The move comes after a public outcry over what some people see as an attempt to "cancel Christmas" or "suppress the culture of a people."

"Concern was raised with regards to some examples provided in the Guidelines on Inclusive Communication, which as is customary with such guidelines, is work in progress," Dalli tweeted. "We are looking into these concerns with the view of addressing them in an updated version of the guidelines."

The 30-page document contains some controversial recommendations that appear to bring division instead of diversity. For example, the guidelines advise readers to “never address[ing] an audience as ‘ladies and gentlemen’ but use expressions such as ‘Dear colleagues'." It also recommends avoiding "considering people as masculine by default" and using "gendered words," while also urging against "reinforcing harmful gender stereotypes" or "minimising or ignoring women’s contributions and the specific impact on women."
It also offers a wide range of recommendations on how to speak about the LGBTQ+ community. Particularly, it advises being "careful about the use of gay and lesbian as nouns, which may be considered inappropriate. Transgender, bi or intersex are not nouns." It also urges to "allow for self-identification" and use the pronoun "Mx" when in doubt about how to address a person properly.
But perhaps one of the most sensitive parts of the document is related to cultural issues, particularly the recommendation to "avoid assuming that everyone is Christian."

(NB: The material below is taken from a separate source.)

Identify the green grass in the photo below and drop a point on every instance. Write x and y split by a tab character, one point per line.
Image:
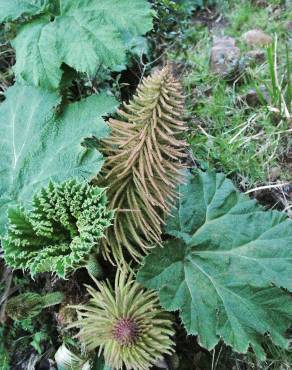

"Not everyone celebrates the Christian holidays, and not all Christians celebrate them on the same dates," the document reads. "Be sensitive about the fact that people have different religious traditions and calendars."

Therefore, the guidelines urge to use "Holiday times can be stressful" instead of "Christmas time can be stressful."
Many conservatives view the guidelines as an attempt to undermine the Christian culture.
“The European Commission, through an internal document, considers the Christmas celebrations as insufficiently inclusive,” Giorgia Meloni, leader of the Brothers of Italy party, wrote on her Facebook page.
The request to refrain from references to Christian holidays has sparked ire in many. Cardinal Pietro Parolin, the Vatican’s secretary of state, told the Vatican News that Europe "owes its existence and its identity to numerous contributions" but "we certainly can’t forget that one of its main contributions, if not the main one, has been Christianity itself."
After the guidelines were withdrawn on Tuesday, former European commissioner Antonio Tajani hailed the decision as a victory of common sense.

"Thanks also to the action of [Forza Italia], the European Commission withdraws the guidelines on inclusive language which asked to remove references to holidays and Christian names," Tajani tweeted. "Long live the Europe of common sense!"

This is not the first time an attempt to push "inclusive language" guidelines has ignited debate and controversy. In November, the UK Royal Air Force (RAF) faced a backlash over its "needless wokery" when it decided to ditch the words "airwomen" and "airmen" in favour of gender-neutral "aviators."
Some "inclusive" language is deemed by many to undermine certain groups of people. Particularly, controversy tends to erupt when it comes to referring to pregnancy. The US CDC agency came under fire when it used the term "pregnant people" instead of "pregnant women" when urging the public to get vaccinated against COVID – the Swedish healthcare service faced the same fate when it advised avoiding "the word woman to describe a body that looks a certain way."